There have been some random moments most definitely. I walked into a pub in Shepherd’s Bush one Saturday night a few years ago, got my drinks in for me and my friends and turned round to see one of my prints on the wall. Equally, I have a print hanging in the Presidential Suite at The Beaumont Hotel in Mayfair in the same room as an Alexander Calder - there is no way I will be allowed to go and have a look (unless I pay huge amounts of money!) but knowing that it’s there means a lot. Equally, having my work hanging next to my old A Level Art teacher’s painting means a huge amount.
Being an artist I find it’s always a battle to keep putting yourself and your work out there. I try not to get over excited about any one moment as these things are fleeting, sometimes they happen, sometimes they don't. I try not (and am definitely not very good at this all the time) to put too much store in feeling validated by others but it’s nigh on impossible to not get over excited and feel a sense of validation and pride.

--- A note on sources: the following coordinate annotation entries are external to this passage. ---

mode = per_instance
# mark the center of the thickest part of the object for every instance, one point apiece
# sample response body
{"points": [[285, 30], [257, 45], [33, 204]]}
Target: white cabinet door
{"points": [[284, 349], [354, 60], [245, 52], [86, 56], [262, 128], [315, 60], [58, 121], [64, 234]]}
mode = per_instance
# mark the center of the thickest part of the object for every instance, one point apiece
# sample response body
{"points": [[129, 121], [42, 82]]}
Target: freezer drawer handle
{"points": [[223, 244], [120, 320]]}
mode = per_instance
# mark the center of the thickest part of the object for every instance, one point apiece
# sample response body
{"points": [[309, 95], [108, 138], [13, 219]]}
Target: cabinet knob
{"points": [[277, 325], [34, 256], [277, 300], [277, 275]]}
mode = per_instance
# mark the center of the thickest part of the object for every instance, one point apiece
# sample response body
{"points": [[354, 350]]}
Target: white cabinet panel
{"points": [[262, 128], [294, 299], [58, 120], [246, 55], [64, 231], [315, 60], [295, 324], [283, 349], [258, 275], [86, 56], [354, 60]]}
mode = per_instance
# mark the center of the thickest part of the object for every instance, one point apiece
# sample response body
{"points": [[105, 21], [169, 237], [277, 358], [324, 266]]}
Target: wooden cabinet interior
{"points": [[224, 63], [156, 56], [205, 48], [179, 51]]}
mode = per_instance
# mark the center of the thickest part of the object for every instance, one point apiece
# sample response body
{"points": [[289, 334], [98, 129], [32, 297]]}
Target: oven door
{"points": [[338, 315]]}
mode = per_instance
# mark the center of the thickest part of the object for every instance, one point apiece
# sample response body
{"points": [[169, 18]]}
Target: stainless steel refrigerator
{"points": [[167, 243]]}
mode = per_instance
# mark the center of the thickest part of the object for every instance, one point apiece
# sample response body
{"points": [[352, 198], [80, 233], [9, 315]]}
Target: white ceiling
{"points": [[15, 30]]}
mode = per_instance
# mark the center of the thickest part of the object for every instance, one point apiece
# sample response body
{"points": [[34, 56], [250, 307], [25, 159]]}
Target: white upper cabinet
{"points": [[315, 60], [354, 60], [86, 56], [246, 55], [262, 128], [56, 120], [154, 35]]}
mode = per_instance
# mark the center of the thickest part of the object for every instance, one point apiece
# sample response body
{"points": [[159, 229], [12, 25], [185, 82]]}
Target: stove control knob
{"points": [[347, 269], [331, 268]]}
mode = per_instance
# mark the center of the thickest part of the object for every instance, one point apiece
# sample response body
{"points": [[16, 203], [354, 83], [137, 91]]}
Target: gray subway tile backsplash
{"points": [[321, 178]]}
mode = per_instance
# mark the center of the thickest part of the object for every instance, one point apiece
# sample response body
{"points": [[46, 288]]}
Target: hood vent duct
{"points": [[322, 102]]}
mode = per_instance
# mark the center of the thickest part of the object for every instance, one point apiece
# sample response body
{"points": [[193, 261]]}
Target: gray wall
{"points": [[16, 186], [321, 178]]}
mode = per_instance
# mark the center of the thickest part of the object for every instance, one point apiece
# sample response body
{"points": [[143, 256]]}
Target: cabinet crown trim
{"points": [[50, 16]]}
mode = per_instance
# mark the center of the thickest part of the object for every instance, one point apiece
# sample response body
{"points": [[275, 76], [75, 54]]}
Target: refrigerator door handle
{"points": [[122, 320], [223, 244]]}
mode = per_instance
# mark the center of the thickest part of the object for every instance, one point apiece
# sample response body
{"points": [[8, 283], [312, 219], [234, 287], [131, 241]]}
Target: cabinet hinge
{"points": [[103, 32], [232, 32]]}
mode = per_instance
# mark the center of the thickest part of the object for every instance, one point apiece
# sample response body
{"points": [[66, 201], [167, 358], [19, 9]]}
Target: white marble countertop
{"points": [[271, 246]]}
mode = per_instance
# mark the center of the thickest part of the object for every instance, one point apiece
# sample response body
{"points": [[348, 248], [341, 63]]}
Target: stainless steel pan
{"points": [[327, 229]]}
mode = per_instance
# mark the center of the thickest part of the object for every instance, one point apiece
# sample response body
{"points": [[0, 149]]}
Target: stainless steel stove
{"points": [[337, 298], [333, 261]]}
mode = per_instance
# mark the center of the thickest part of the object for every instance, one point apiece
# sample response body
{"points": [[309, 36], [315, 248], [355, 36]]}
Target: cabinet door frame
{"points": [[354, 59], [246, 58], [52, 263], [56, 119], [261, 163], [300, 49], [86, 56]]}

If you could go back and meet your younger artistic self, would you have any advice for them?
That you are better than you think you are and to try and have more self confidence in the things that you do - easy to say, not easy to do. It was a journey, as it is with everyone; the things I went through as a teenager and in my 20s shaped my work now, and although I went through some very stressful moments of self doubt, etc, they have made me what I am today.